Each test performs a billion  $\mathcal{K}$ -merges within the matrix. Table 2 shows the result, where cells with a dash denote an invalid merge condition. The outcome is consistent with our earlier discussion – mcmerge is up to  $4.65 \times$  faster than mrmerge for small  $\mathcal{K}$  as it utilizes the data-level parallelism of SIMD registers better (i.e., by performing column-major merges). However, it suffers an almost exponential decay in speed as  $\mathcal{K}$  gets larger. The reason is that its merge networks get longer and the overhead of expensive cross-column permutes becomes higher. While mrmerge begins at a lower rate, the length of the sequence being merged does not significantly impact its performance. While  $\mathcal{K}$  affects the number of merge-network swaps, the remaining elements of the algorithm have constant cost, i.e., exactly  $\mathcal{R}/2$  reverses and  $2\mathcal{R}/\mathcal{W}$  transposes, irrespective of  $\mathcal{K}$ .

#### 6.3 In-cache Merge

*rswap.* We next discuss the performance of rswap. We benchmark this by repeatedly performing a merge of two sorted sequences of size W within two registers. Table 3 compares the different implementations of rswap for various  $\mathcal{B}$ . It shows that for both SSE and AVX2, running W levels of rotate/swap instructions outperforms both mrmerge and the bitonic network. AVX-512, on the other hand, runs much faster with mrmerge, where specialized mask instructions allow rapid sorting within the rows. Finally, 128-bit key-value pairs occupy an entire SSE register, in which case rswap is equivalent to a regular swap and all three methods produce the same result. The data in Table 3 is in line with our discussion in Section 4.1. As a side note, scalar rswap, which is absent from the table, increases speed by 5 - 15% using our optimized size-8 merge network from Section 4.3. This is the benefit of saving one out of every nine swaps.

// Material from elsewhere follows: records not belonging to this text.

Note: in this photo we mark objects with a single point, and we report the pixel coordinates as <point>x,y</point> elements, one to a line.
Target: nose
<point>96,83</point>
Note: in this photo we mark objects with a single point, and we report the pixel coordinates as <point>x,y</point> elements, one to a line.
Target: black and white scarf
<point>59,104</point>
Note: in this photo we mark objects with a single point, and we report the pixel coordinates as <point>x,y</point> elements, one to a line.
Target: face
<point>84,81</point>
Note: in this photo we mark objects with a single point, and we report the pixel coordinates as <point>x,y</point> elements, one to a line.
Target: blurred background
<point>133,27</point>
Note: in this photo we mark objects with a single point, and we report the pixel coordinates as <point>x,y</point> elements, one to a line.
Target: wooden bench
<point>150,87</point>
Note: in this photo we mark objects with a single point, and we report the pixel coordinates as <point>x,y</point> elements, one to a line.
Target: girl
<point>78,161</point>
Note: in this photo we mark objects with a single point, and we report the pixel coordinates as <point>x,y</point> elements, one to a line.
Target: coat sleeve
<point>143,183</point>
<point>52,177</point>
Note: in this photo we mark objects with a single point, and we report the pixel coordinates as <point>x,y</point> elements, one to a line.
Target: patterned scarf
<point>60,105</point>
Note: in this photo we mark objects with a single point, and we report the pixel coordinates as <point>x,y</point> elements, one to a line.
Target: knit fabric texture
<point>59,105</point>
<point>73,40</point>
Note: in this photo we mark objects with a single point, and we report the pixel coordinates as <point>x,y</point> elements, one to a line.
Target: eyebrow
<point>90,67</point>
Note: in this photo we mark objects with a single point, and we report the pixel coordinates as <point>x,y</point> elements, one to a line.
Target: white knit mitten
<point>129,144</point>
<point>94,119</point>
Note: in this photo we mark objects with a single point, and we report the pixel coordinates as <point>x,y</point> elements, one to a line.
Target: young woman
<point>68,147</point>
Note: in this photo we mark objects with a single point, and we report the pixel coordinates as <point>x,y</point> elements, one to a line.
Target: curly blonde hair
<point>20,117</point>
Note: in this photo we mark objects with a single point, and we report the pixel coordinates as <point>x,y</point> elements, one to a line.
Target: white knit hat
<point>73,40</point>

Table 4 shows the effect of running multiple independent r swaps on separate input streams. For all extension sets, there is a significant performance improvement from unrolling (up to  $2.86 \times$  in SIMD,  $1.38 \times$  in scalar). For SIMD, this is because each swap is dependent on the previous rotate or permute. Without unrolling, the CPU fails to take advantage of its out-of-order execution engine. While running multiple rswaps, the pipeline can reorder the instructions to use the available execution units and utilize the cycles otherwise wasted in pipeline stalls. The performance gain for scalar in last row is smaller since the number of stalls is already

#### Table 3: rswap speed (B keys/s) for a size-2W merge

|                           | SSE  |      |       |      | AVX2 |       |      | AVX-51 | 2     |
|---------------------------|------|------|-------|------|------|-------|------|--------|-------|
| $\mathcal{B} \rightarrow$ | 32   | 64   | 64+64 | 32   | 64   | 64+64 | 32   | 64     | 64+64 |
| bitonic                   | 2.34 | 1.38 | 1.81  | 2.93 | 1.14 | 0.76  | 3.31 | 1.52   | 0.51  |
| rotate                    | 4.26 | 1.81 | 1.81  | 3.61 | 1.31 | 1.01  | 3.38 | 1.56   | 0.69  |
| mr                        | 2.21 | 1.19 | 1.81  | 2.29 | 1.21 | 0.78  | 5.61 | 2.27   | 0.74  |

Table 4: Speed-up factors over the best speed from Table 3 for running simultaneous independent rswaps (*unrolling*)

| $\mathcal{B} \rightarrow$ |           | 32   |            |           | 64   |            |           | 64 + 64 |            |
|---------------------------|-----------|------|------------|-----------|------|------------|-----------|---------|------------|
| $Unroll \rightarrow$      | $2\times$ | 3×   | $4 \times$ | $2\times$ | 3×   | $4 \times$ | $2\times$ | 3×      | $4 \times$ |
| SSE                       | 1.57      | 1.90 | 2.07       | 1.57      | 2.09 | 2.45       | 1.63      | 1.94    | 2.15       |
| AVX2                      | 1.59      | 2.07 | 2.27       | 1.74      | 2.33 | 2.72       | 1.93      | 2.43    | 2.86       |
| AVX-512                   | 1.49      | 1.49 | 1.49       | 1.38      | 1.44 | 1.47       | 1.54      | 1.68    | 1.68       |
| Scalar                    | 1.05      | 1.11 | 1.09       | 1.11      | 1.12 | 1.06       | 1.38      | 1.36    | 1.35       |

minimized by using a size-8 merge network. After a certain threshold, further unrolling leads to performance degradation due to the lack of registers.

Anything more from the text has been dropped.